Further, in Comparative Example 3 using a water-soluble polymer having an electrolyte solution swelling degree exceeding 2.0 times, an example using a water-soluble polymer having an electrolyte solution swelling degree exceeding 1.0 times and 2.0 times or less Compared with 1-6, it turns out that the defect | deletion of the negative mix layer after initial charge progresses remarkably, and the rate characteristic immediately after initial charge / discharge is also getting worse remarkably.
In Examples 1 to 6 using a negative electrode mixture layer having a density of 1.70 g / cm ³ or more, the negative electrode mixture layer after initial charge has low defects and a good rate immediately after initial charge / discharge. Thus, it can be seen that the manufacturing method of the present invention is suitable for manufacturing a non-aqueous secondary battery that maintains high battery performance even when a high-density electrode is used.

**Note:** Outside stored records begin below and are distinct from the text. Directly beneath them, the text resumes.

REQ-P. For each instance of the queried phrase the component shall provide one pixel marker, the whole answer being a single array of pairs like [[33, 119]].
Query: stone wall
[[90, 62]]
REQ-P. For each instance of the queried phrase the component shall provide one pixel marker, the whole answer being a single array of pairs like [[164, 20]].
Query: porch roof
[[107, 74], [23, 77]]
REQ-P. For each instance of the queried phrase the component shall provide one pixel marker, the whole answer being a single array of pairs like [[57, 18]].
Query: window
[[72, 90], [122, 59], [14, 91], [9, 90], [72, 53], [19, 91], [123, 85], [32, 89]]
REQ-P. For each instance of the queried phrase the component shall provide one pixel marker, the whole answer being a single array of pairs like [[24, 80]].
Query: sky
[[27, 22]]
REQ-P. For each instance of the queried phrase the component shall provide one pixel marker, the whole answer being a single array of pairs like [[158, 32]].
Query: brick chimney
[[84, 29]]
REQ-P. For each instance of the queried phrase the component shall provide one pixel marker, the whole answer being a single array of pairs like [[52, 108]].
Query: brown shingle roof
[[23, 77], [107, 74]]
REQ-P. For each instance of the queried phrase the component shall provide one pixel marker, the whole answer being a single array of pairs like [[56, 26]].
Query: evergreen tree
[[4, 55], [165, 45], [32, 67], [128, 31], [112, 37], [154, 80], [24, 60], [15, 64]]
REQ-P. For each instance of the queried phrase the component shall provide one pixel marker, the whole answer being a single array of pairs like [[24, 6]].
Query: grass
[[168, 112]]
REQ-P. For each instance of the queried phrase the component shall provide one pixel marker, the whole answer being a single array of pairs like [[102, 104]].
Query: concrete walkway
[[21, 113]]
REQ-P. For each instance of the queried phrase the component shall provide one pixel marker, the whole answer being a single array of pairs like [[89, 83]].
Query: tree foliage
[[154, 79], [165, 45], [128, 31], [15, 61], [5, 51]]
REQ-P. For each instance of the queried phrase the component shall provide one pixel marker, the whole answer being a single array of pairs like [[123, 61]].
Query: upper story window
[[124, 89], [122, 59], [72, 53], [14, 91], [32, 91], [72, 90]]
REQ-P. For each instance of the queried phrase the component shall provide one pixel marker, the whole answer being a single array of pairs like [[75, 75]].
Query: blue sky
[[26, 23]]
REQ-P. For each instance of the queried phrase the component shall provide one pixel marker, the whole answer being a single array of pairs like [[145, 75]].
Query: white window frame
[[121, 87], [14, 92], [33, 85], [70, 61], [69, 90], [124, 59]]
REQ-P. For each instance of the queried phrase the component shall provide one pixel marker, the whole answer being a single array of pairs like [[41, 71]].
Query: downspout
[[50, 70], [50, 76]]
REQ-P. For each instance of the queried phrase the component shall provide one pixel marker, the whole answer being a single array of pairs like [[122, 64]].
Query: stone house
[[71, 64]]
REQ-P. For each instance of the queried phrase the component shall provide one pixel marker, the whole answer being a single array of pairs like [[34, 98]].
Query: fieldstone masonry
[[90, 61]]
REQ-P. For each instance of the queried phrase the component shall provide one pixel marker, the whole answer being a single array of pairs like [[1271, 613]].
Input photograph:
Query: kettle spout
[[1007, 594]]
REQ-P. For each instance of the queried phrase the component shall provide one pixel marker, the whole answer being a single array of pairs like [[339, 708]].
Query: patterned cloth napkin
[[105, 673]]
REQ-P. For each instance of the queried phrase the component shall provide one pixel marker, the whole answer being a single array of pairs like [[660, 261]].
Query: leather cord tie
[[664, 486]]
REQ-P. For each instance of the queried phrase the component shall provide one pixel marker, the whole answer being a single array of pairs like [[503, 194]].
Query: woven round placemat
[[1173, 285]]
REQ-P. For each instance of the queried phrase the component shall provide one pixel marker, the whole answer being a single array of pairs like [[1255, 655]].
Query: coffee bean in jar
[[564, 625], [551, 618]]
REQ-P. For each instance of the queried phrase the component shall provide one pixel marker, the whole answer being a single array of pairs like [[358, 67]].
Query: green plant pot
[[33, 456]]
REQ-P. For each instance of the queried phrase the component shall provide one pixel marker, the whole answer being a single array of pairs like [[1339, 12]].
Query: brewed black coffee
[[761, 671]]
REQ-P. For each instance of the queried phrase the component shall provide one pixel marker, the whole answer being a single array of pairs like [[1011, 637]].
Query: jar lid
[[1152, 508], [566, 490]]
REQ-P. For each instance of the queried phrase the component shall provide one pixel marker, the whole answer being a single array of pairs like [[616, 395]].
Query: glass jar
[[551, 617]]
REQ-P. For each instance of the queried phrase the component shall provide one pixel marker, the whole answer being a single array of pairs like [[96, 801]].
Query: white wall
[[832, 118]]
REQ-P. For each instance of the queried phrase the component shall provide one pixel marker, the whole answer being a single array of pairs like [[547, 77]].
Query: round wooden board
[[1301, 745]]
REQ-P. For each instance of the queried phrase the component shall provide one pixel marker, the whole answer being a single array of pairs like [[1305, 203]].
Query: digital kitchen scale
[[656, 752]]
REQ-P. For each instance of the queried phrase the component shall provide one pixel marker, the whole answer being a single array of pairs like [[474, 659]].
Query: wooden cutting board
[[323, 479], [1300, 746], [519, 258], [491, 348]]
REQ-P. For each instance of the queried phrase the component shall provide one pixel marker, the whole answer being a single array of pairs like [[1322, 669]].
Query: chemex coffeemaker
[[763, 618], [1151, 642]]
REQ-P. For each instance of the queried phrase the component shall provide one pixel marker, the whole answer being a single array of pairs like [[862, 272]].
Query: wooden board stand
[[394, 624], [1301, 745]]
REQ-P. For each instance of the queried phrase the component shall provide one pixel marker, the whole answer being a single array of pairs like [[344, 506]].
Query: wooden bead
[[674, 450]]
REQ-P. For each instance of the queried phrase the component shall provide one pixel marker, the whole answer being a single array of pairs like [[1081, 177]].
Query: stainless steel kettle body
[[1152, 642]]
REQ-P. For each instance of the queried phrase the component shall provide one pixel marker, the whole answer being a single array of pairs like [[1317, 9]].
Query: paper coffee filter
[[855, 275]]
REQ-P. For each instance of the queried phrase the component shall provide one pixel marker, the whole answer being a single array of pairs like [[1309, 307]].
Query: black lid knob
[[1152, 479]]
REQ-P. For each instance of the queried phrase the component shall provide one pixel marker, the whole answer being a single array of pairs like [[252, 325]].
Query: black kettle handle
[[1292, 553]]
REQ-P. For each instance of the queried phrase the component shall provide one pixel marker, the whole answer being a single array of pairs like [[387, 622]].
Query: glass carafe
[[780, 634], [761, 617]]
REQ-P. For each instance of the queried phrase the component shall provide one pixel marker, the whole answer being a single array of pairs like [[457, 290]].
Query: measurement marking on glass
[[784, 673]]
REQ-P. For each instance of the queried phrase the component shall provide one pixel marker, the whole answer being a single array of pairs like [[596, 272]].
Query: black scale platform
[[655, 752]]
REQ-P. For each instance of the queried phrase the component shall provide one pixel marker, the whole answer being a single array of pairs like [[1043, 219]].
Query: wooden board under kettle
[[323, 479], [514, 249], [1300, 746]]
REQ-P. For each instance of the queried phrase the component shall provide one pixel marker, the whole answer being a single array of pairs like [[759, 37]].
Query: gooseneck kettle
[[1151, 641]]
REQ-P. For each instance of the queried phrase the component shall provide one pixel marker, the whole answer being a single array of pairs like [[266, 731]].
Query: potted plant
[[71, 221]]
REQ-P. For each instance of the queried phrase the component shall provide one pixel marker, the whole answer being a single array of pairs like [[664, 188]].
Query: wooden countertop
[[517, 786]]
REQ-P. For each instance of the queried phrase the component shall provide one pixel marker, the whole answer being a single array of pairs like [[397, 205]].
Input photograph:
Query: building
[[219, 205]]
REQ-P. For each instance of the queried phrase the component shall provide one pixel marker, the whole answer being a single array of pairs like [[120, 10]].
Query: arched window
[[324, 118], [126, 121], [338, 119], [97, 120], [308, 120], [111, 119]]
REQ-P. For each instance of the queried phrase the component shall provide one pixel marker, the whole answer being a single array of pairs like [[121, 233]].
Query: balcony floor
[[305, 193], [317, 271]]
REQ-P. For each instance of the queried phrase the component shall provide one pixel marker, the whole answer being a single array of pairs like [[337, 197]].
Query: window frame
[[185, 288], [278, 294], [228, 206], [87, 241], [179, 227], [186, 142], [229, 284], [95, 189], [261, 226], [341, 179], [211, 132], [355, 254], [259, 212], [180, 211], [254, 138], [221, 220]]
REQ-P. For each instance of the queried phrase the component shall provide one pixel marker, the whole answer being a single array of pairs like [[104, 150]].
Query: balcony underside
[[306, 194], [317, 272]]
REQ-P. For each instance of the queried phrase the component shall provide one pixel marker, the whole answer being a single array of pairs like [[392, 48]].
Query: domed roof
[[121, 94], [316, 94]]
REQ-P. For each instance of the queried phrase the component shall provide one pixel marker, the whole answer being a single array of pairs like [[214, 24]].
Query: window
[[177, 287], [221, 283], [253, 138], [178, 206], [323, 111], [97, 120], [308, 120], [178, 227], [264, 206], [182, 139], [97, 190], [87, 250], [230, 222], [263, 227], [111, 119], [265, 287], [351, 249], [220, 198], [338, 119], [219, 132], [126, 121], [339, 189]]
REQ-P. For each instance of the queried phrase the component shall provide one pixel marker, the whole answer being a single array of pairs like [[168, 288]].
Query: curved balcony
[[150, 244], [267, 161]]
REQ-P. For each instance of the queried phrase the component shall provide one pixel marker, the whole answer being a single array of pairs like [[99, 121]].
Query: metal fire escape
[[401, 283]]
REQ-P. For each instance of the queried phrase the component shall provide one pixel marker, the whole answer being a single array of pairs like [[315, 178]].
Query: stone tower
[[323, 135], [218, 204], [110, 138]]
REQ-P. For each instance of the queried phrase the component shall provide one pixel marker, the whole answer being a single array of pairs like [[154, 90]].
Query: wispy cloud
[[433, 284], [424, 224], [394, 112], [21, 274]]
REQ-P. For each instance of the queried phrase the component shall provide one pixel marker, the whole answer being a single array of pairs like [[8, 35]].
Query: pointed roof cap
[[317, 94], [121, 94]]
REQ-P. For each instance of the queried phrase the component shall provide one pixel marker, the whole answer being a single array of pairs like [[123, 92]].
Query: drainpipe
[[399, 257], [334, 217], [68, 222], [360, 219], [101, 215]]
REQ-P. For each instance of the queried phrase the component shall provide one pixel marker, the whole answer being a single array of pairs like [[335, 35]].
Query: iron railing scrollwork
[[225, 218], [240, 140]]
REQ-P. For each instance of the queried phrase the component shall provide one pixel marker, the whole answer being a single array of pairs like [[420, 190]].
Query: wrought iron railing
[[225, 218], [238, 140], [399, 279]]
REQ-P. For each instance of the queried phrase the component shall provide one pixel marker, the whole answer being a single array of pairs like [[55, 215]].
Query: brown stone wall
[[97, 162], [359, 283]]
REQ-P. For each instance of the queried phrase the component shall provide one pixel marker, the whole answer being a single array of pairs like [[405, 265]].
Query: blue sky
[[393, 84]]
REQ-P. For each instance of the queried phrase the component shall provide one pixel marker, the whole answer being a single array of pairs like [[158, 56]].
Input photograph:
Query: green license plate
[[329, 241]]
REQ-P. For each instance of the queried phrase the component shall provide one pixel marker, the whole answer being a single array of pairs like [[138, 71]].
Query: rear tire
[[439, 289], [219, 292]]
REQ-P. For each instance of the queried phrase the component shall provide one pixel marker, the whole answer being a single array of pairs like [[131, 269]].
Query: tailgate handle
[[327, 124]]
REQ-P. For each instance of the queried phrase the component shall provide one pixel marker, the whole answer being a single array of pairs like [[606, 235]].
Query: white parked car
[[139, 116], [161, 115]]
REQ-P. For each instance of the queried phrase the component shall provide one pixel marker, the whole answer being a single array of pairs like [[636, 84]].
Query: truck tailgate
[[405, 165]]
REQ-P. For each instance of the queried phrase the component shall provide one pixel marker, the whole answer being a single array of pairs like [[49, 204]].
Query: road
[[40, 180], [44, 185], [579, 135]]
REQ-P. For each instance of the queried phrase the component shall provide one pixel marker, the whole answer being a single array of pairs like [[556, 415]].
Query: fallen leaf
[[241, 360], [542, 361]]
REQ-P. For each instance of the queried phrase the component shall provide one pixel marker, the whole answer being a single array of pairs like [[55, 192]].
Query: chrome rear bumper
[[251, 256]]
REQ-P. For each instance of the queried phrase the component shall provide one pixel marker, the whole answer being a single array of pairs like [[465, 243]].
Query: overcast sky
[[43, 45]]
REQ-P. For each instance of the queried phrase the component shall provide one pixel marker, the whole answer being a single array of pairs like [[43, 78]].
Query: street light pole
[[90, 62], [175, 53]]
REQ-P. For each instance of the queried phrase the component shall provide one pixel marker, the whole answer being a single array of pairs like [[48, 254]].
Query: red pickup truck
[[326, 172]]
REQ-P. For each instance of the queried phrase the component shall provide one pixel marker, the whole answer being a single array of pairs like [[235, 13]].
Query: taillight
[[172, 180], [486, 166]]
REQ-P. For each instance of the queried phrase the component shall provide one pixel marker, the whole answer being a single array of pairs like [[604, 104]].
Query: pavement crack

  ADVANTAGE OF THE INVENTION According to this invention, the method of manufacturing efficiently the non-aqueous secondary battery which formed the SEI membrane | film | coat on the negative mix layer can be provided, suppressing the fall of battery performance.

Claims (5)

An assembly process for assembling an uncharged non-aqueous secondary battery by containing a positive electrode, a negative electrode, and an electrolyte in a battery container;
A heating step of heating the uncharged non-aqueous secondary battery to 40 ° C. or higher;
An initial charging step of charging the uncharged non-aqueous secondary battery after the heating step;
Including
The negative electrode includes a negative electrode mixture layer containing a negative electrode active material, a water-insoluble polymer, and a water-soluble polymer,
The water-insoluble polymer has an electrolyte swelling degree of more than 1.0 times and 4.0 times or less, and a gel amount of 80% by mass or more and 95% by mass or less,
The water-soluble polymer has an electrolyte swelling degree of more than 1.0 times and not more than 2.0 times.
A method for producing a non-aqueous secondary battery. The method for producing a non-aqueous secondary battery according to claim 1, wherein the negative electrode active material has a tap density of 0.8 g / cm ³ or more and 1.2 g / cm ³ or less. The manufacturing method of the non-aqueous secondary battery according to claim 1 or 2, wherein the density of the negative electrode mixture layer is 1.60 g / cm ³ or more.   The negative electrode mixture layer contains the water-insoluble polymer in a proportion of 0.5 parts by mass or more and 4 parts by mass or less per 100 parts by mass of the negative electrode active material, and 0.5 parts by mass of the water-soluble polymer. The manufacturing method of the non-aqueous secondary battery of any one of Claim 1 to 3 contained in the ratio of 3 mass parts or less above. The uncharged non-aqueous secondary battery further includes a separator between the negative electrode and the positive electrode,
5. The adhesive force between the negative electrode and the separator when the uncharged non-aqueous secondary battery is left at a temperature of 60 ° C. for 15 hours is 1.0 N / m or less. Of manufacturing a non-aqueous secondary battery.